# When to take Creatine ?



## Chris6006 (Jan 15, 2009)

I know this is a very debated subject...
Every bottle will say something different and every forums will
say something different aswell..
Is the following right ?
_________________________________________________________________

So...., when is the best time to take creatine?

It is much easier to answer, "when is the wrong time to take creatine".

    * Immediately before your workout?-------------------------------------

      Immediately before your workout is not the best time to take creatine.

      First, large shifts in body fluid during exercise should be avoided at all cost. They could severely compromise exercise performance and even prove hazardous.

      Secondly, less glycemic foods are a preferable food source prior to exercise because they provide cellular energy more steadily. On the other hand, highly glycemic sugars (like those taken with creatine) should be avoided prior to exercise because of the sudden crash in energy levels they cause.

      Lastly, creatine needn't be "fresh" to work. Once the muscle stores are full, creatine is stable until degraded. Therefore, the stores don't need to be replenished immediately before exercising.

    * During your workout?-------------------------------------------------

      One study showed that taking creatine during your workout hampers exercise performance. This is probably due to the effect of dehydration on exercise performance.
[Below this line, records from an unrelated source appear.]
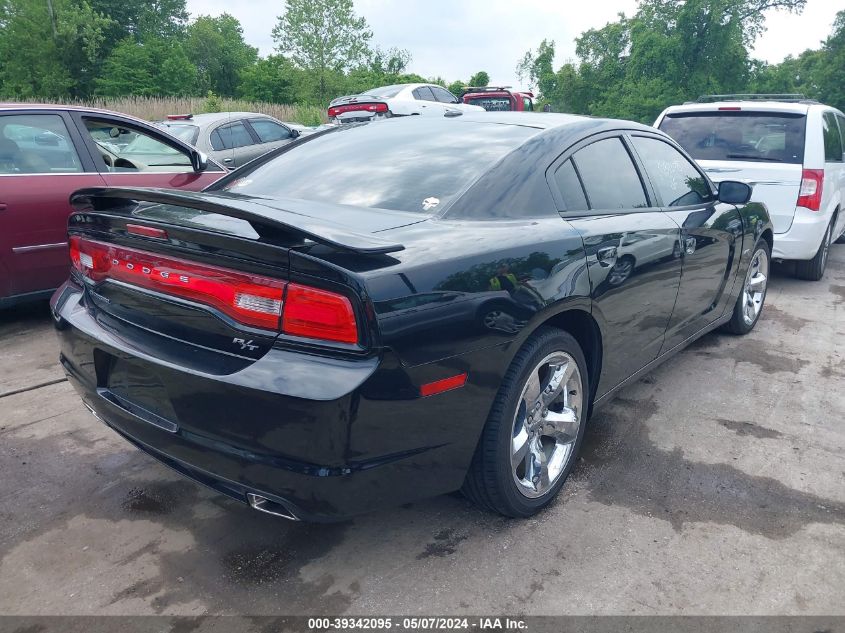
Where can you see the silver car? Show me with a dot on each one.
(232, 138)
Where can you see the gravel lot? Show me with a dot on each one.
(715, 485)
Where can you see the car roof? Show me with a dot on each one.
(745, 105)
(207, 118)
(59, 106)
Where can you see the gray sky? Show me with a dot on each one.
(456, 38)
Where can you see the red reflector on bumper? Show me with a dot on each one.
(447, 384)
(146, 231)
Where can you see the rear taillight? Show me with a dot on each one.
(357, 107)
(249, 299)
(810, 195)
(319, 314)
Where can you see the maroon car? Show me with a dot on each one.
(49, 151)
(498, 99)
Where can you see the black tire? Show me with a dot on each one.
(813, 269)
(490, 481)
(739, 324)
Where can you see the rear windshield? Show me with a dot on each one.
(182, 131)
(385, 91)
(491, 104)
(401, 164)
(739, 136)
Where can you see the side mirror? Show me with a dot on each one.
(733, 192)
(199, 160)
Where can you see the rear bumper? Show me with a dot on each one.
(371, 443)
(803, 238)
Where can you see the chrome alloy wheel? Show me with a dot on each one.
(755, 286)
(546, 424)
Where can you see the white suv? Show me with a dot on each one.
(790, 149)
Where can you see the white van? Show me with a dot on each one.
(790, 149)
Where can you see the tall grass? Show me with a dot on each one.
(155, 108)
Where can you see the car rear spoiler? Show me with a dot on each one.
(260, 216)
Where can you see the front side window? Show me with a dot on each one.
(269, 131)
(728, 135)
(610, 179)
(677, 181)
(231, 136)
(832, 139)
(36, 144)
(129, 149)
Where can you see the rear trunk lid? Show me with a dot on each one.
(775, 184)
(202, 279)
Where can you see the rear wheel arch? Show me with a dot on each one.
(769, 237)
(584, 328)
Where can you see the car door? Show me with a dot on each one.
(840, 225)
(631, 249)
(711, 235)
(42, 160)
(236, 143)
(131, 154)
(271, 134)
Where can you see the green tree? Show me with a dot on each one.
(269, 79)
(50, 57)
(217, 48)
(324, 37)
(480, 78)
(157, 67)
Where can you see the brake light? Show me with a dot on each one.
(357, 107)
(812, 183)
(249, 299)
(319, 314)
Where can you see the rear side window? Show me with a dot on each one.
(230, 136)
(400, 167)
(570, 188)
(424, 93)
(443, 95)
(677, 181)
(739, 136)
(610, 179)
(832, 139)
(36, 144)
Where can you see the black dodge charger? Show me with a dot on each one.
(383, 312)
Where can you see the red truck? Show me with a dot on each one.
(498, 99)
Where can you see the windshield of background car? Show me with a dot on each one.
(492, 104)
(385, 91)
(403, 164)
(739, 135)
(186, 133)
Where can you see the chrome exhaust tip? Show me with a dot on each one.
(268, 506)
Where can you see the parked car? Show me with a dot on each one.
(397, 100)
(321, 346)
(498, 99)
(47, 152)
(790, 149)
(232, 138)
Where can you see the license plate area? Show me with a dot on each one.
(136, 389)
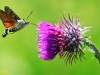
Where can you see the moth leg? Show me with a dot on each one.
(5, 32)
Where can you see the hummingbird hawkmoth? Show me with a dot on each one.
(11, 21)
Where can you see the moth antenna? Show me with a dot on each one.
(29, 15)
(33, 24)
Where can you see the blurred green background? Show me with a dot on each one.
(18, 51)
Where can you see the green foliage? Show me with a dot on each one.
(18, 51)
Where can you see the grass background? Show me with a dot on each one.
(18, 51)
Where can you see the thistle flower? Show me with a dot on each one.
(65, 38)
(50, 40)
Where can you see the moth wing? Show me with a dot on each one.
(11, 13)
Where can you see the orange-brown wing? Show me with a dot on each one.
(7, 20)
(11, 13)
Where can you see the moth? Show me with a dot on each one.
(11, 21)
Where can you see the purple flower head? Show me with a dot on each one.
(50, 40)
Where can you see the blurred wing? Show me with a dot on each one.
(7, 20)
(11, 13)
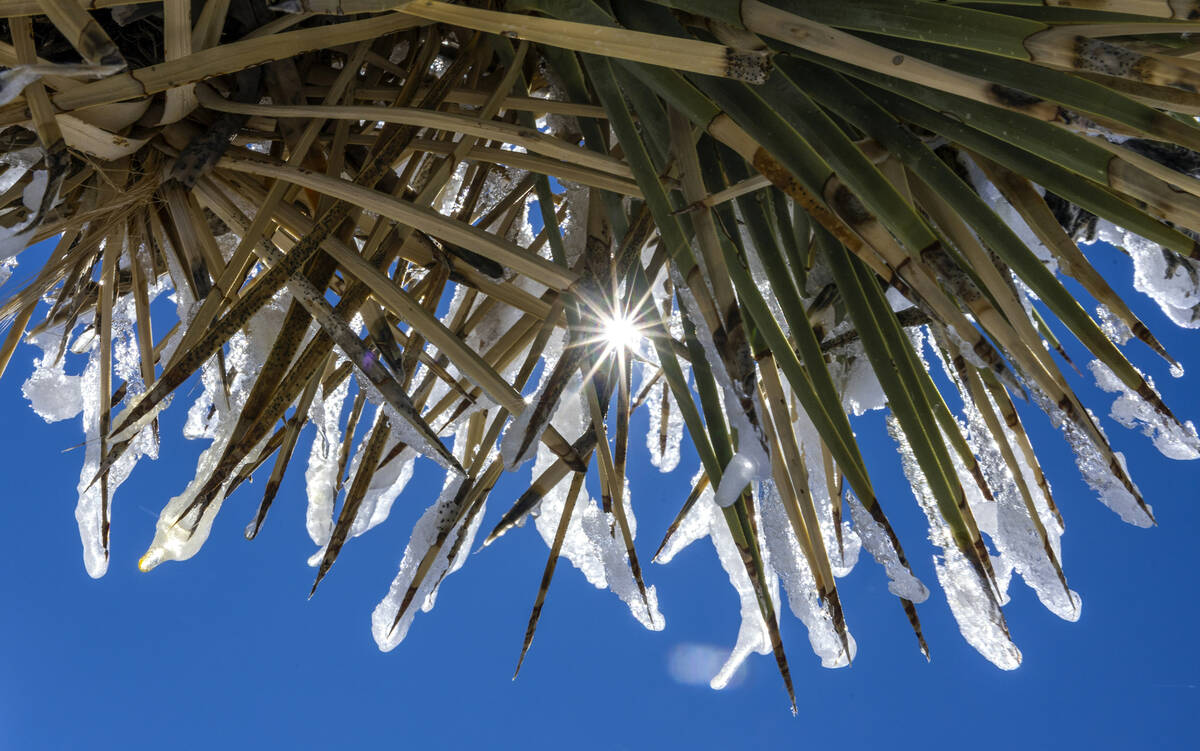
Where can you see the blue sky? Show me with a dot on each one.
(226, 649)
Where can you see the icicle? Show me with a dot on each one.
(1173, 440)
(977, 614)
(789, 560)
(425, 534)
(591, 544)
(183, 528)
(321, 475)
(875, 539)
(707, 520)
(741, 472)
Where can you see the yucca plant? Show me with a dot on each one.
(486, 233)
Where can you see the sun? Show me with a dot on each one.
(619, 332)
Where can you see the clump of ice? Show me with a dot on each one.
(593, 542)
(1167, 277)
(901, 582)
(1093, 467)
(741, 472)
(438, 520)
(970, 596)
(707, 520)
(1174, 440)
(184, 527)
(321, 475)
(665, 457)
(1113, 326)
(784, 554)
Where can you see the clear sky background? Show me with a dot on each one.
(226, 652)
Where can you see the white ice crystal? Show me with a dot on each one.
(1175, 440)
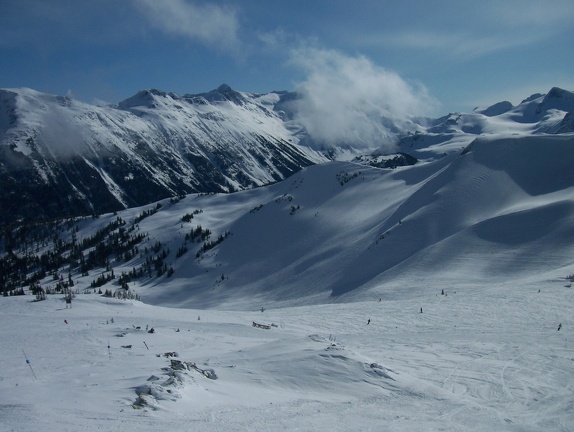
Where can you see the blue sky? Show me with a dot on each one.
(436, 56)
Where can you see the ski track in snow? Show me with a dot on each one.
(502, 367)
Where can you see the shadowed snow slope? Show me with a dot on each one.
(501, 210)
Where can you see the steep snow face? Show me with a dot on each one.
(66, 157)
(502, 210)
(63, 157)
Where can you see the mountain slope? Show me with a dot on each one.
(501, 210)
(60, 157)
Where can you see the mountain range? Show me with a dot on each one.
(62, 157)
(420, 284)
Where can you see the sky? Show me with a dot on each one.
(429, 57)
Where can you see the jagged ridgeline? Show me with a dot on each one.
(62, 158)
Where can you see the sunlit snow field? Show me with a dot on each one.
(478, 358)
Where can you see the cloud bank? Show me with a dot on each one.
(209, 24)
(350, 101)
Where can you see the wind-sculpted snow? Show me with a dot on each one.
(433, 296)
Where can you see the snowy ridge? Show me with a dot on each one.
(65, 157)
(432, 296)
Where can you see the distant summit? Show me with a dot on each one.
(62, 157)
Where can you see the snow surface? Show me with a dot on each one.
(429, 297)
(481, 358)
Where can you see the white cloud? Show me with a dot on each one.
(351, 101)
(205, 23)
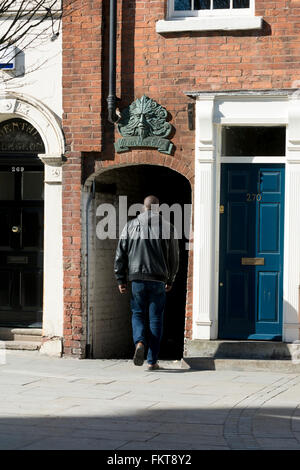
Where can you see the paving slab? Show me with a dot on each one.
(52, 403)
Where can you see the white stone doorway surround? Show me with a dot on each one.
(261, 108)
(15, 105)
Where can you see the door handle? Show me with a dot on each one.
(253, 261)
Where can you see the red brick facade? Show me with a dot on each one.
(163, 67)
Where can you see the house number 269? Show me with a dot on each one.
(253, 197)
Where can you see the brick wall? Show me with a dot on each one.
(162, 67)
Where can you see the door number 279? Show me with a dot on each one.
(253, 197)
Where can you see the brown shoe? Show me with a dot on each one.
(138, 358)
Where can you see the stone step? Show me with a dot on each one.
(251, 365)
(20, 345)
(229, 349)
(20, 334)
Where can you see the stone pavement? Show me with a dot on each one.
(48, 403)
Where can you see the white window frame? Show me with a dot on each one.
(209, 20)
(173, 14)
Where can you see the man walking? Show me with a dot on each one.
(148, 256)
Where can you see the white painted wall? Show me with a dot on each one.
(245, 108)
(38, 68)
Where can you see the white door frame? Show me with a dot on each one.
(15, 105)
(242, 108)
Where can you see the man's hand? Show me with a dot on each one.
(123, 288)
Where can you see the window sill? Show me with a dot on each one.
(209, 24)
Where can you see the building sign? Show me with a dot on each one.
(19, 136)
(143, 124)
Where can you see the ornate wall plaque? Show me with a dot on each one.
(143, 124)
(19, 136)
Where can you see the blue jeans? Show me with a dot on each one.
(148, 297)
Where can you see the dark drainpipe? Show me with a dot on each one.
(111, 99)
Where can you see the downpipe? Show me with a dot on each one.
(89, 346)
(112, 99)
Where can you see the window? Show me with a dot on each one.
(209, 15)
(183, 8)
(253, 141)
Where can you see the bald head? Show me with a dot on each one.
(150, 201)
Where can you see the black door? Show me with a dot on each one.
(21, 244)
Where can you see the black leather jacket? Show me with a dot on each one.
(147, 250)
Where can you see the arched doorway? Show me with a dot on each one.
(110, 321)
(22, 224)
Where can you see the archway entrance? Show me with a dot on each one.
(110, 322)
(22, 224)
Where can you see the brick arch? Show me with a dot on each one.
(175, 165)
(144, 158)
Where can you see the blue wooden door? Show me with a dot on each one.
(251, 251)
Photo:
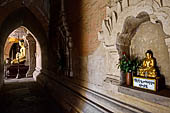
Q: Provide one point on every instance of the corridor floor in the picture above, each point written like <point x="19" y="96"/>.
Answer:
<point x="25" y="96"/>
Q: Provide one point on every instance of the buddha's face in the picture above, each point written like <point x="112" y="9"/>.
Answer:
<point x="148" y="55"/>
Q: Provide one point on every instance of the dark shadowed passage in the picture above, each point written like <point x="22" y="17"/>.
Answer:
<point x="26" y="96"/>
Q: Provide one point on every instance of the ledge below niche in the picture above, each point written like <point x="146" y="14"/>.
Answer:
<point x="162" y="97"/>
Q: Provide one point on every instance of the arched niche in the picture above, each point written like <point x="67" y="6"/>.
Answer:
<point x="139" y="34"/>
<point x="23" y="17"/>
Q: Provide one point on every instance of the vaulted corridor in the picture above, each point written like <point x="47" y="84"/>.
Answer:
<point x="25" y="96"/>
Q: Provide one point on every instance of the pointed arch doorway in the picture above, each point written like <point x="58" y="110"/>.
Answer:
<point x="23" y="17"/>
<point x="32" y="59"/>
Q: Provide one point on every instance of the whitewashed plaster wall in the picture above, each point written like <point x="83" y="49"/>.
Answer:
<point x="102" y="63"/>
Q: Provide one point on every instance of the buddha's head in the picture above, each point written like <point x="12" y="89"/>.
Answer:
<point x="149" y="54"/>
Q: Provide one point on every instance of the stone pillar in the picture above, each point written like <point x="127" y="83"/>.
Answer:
<point x="32" y="58"/>
<point x="27" y="53"/>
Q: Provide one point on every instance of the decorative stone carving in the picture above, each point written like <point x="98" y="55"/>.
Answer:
<point x="64" y="30"/>
<point x="122" y="21"/>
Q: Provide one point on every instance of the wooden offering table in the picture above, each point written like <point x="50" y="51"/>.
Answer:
<point x="146" y="83"/>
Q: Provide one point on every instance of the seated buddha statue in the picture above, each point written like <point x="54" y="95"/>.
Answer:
<point x="148" y="66"/>
<point x="20" y="56"/>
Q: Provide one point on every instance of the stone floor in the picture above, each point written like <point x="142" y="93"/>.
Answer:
<point x="25" y="96"/>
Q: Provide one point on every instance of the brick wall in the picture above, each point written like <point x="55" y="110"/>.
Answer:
<point x="85" y="19"/>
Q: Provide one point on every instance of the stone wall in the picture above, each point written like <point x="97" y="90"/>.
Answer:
<point x="100" y="31"/>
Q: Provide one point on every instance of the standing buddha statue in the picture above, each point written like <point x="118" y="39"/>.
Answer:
<point x="20" y="56"/>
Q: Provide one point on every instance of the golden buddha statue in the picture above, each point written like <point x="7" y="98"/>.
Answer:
<point x="20" y="56"/>
<point x="148" y="66"/>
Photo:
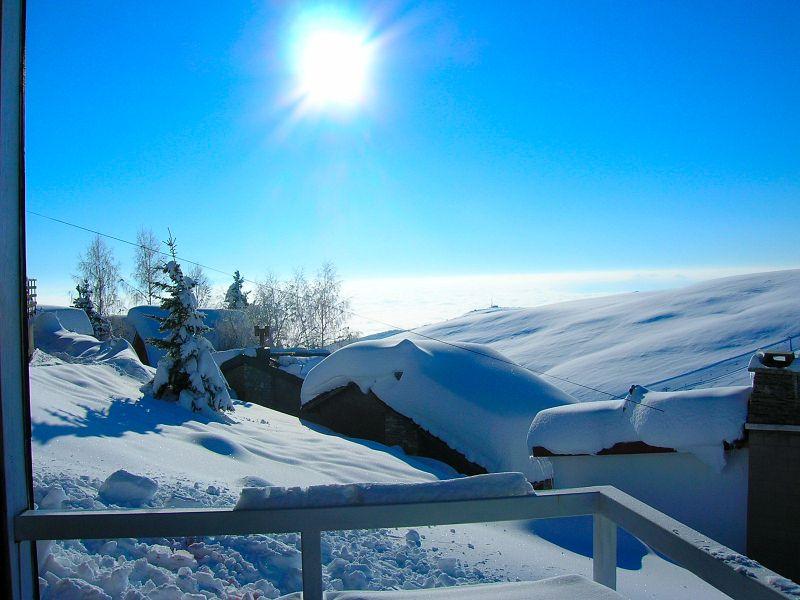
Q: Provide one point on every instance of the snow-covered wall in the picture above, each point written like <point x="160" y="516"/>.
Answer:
<point x="72" y="319"/>
<point x="472" y="397"/>
<point x="677" y="483"/>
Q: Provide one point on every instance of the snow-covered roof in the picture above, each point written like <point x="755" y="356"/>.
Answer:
<point x="141" y="319"/>
<point x="51" y="337"/>
<point x="696" y="421"/>
<point x="71" y="318"/>
<point x="470" y="396"/>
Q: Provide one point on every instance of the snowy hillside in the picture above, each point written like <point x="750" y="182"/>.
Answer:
<point x="89" y="422"/>
<point x="674" y="339"/>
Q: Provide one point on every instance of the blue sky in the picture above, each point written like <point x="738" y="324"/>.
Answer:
<point x="497" y="138"/>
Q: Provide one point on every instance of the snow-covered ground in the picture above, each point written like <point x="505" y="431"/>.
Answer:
<point x="89" y="421"/>
<point x="698" y="336"/>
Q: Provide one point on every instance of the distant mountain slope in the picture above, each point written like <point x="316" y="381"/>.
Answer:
<point x="674" y="337"/>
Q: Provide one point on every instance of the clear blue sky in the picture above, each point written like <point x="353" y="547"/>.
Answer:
<point x="498" y="137"/>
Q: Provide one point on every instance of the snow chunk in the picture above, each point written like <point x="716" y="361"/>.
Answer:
<point x="470" y="396"/>
<point x="493" y="485"/>
<point x="128" y="489"/>
<point x="696" y="421"/>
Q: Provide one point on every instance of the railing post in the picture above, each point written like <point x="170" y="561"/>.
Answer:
<point x="604" y="551"/>
<point x="311" y="547"/>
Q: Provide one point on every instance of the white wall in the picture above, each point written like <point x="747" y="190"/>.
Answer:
<point x="676" y="483"/>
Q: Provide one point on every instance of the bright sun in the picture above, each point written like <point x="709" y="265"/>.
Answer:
<point x="332" y="66"/>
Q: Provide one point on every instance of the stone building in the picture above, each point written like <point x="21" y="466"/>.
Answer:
<point x="258" y="379"/>
<point x="773" y="428"/>
<point x="349" y="411"/>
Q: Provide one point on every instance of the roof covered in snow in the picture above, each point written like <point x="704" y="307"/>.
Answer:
<point x="468" y="395"/>
<point x="71" y="318"/>
<point x="141" y="319"/>
<point x="697" y="421"/>
<point x="51" y="337"/>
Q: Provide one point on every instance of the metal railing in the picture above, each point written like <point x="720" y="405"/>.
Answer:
<point x="726" y="570"/>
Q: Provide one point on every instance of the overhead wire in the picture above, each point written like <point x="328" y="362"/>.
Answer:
<point x="371" y="319"/>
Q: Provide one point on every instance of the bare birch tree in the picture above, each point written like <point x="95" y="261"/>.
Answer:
<point x="148" y="270"/>
<point x="98" y="267"/>
<point x="202" y="288"/>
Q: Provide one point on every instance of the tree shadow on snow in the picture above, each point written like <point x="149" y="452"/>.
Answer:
<point x="575" y="535"/>
<point x="422" y="463"/>
<point x="122" y="415"/>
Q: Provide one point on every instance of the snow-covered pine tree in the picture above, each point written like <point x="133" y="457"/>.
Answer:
<point x="100" y="325"/>
<point x="235" y="298"/>
<point x="187" y="371"/>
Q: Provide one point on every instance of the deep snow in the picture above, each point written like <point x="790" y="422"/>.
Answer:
<point x="613" y="342"/>
<point x="470" y="396"/>
<point x="89" y="421"/>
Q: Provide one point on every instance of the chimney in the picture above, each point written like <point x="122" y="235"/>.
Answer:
<point x="773" y="495"/>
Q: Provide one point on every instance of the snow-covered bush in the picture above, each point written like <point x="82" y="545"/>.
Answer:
<point x="100" y="325"/>
<point x="187" y="372"/>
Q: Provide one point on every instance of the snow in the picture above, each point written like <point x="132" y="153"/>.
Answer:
<point x="141" y="318"/>
<point x="470" y="396"/>
<point x="495" y="485"/>
<point x="59" y="343"/>
<point x="695" y="421"/>
<point x="89" y="420"/>
<point x="127" y="489"/>
<point x="566" y="586"/>
<point x="73" y="319"/>
<point x="672" y="337"/>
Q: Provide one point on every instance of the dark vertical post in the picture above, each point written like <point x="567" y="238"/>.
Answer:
<point x="773" y="489"/>
<point x="18" y="576"/>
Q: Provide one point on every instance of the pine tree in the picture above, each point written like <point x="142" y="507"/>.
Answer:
<point x="100" y="325"/>
<point x="235" y="298"/>
<point x="187" y="371"/>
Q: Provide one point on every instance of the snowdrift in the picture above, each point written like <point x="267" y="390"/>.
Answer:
<point x="51" y="337"/>
<point x="696" y="421"/>
<point x="611" y="342"/>
<point x="72" y="319"/>
<point x="470" y="396"/>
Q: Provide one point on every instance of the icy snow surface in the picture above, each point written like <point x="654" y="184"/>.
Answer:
<point x="615" y="341"/>
<point x="696" y="421"/>
<point x="89" y="420"/>
<point x="52" y="338"/>
<point x="572" y="587"/>
<point x="72" y="319"/>
<point x="470" y="396"/>
<point x="494" y="485"/>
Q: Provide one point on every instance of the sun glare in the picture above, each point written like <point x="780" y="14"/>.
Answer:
<point x="332" y="66"/>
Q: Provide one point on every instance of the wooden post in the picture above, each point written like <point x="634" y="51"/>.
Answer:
<point x="263" y="336"/>
<point x="311" y="547"/>
<point x="604" y="551"/>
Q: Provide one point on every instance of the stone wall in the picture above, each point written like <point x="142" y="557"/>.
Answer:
<point x="773" y="505"/>
<point x="773" y="512"/>
<point x="775" y="399"/>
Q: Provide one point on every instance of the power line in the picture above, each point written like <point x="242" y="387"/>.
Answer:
<point x="391" y="326"/>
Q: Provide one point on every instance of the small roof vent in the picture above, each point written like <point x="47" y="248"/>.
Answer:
<point x="777" y="360"/>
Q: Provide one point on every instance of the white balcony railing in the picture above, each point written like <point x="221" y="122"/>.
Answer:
<point x="729" y="572"/>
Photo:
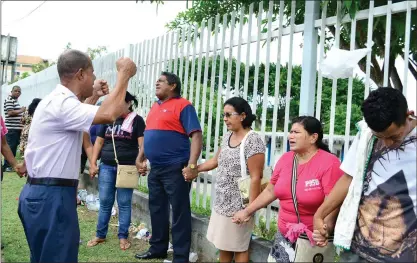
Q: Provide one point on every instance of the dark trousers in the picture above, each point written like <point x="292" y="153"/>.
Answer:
<point x="167" y="186"/>
<point x="13" y="140"/>
<point x="50" y="221"/>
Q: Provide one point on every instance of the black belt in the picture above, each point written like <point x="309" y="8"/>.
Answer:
<point x="52" y="181"/>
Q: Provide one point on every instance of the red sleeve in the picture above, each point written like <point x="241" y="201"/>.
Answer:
<point x="331" y="176"/>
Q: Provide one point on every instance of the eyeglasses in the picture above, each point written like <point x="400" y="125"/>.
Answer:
<point x="228" y="114"/>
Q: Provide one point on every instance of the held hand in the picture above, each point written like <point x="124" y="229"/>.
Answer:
<point x="126" y="66"/>
<point x="189" y="174"/>
<point x="93" y="170"/>
<point x="100" y="87"/>
<point x="142" y="167"/>
<point x="320" y="231"/>
<point x="241" y="217"/>
<point x="21" y="170"/>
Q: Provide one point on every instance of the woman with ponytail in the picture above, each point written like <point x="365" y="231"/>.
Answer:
<point x="313" y="171"/>
<point x="233" y="240"/>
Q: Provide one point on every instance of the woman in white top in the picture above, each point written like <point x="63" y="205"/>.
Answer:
<point x="229" y="238"/>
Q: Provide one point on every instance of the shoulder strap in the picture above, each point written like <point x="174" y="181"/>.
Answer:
<point x="114" y="145"/>
<point x="294" y="185"/>
<point x="242" y="155"/>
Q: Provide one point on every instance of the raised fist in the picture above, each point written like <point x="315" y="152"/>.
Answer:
<point x="126" y="66"/>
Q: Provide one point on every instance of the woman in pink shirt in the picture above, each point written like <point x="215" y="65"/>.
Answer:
<point x="316" y="174"/>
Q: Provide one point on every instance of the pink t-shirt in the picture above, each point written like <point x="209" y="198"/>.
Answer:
<point x="316" y="179"/>
<point x="2" y="127"/>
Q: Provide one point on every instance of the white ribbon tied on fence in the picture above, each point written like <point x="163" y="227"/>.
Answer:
<point x="339" y="63"/>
    * Before and after your workout?----------------------------------------

      Don't supplement to frequently. Supplementing both before and after exercise may be counterproductive because of the inhibition of creatine transporter activity that may still persist from the previous feeding.

The short answer:

The best time to take creatine is immediately after your workout when the metabolic state of skeletal muscle is most receptive to insulin-mediated uptake of creatine. Further capitalize on this situation by taking creatine with fruit juices (at least 16 ounces) that contain simple sugars such as glucose or dextrose.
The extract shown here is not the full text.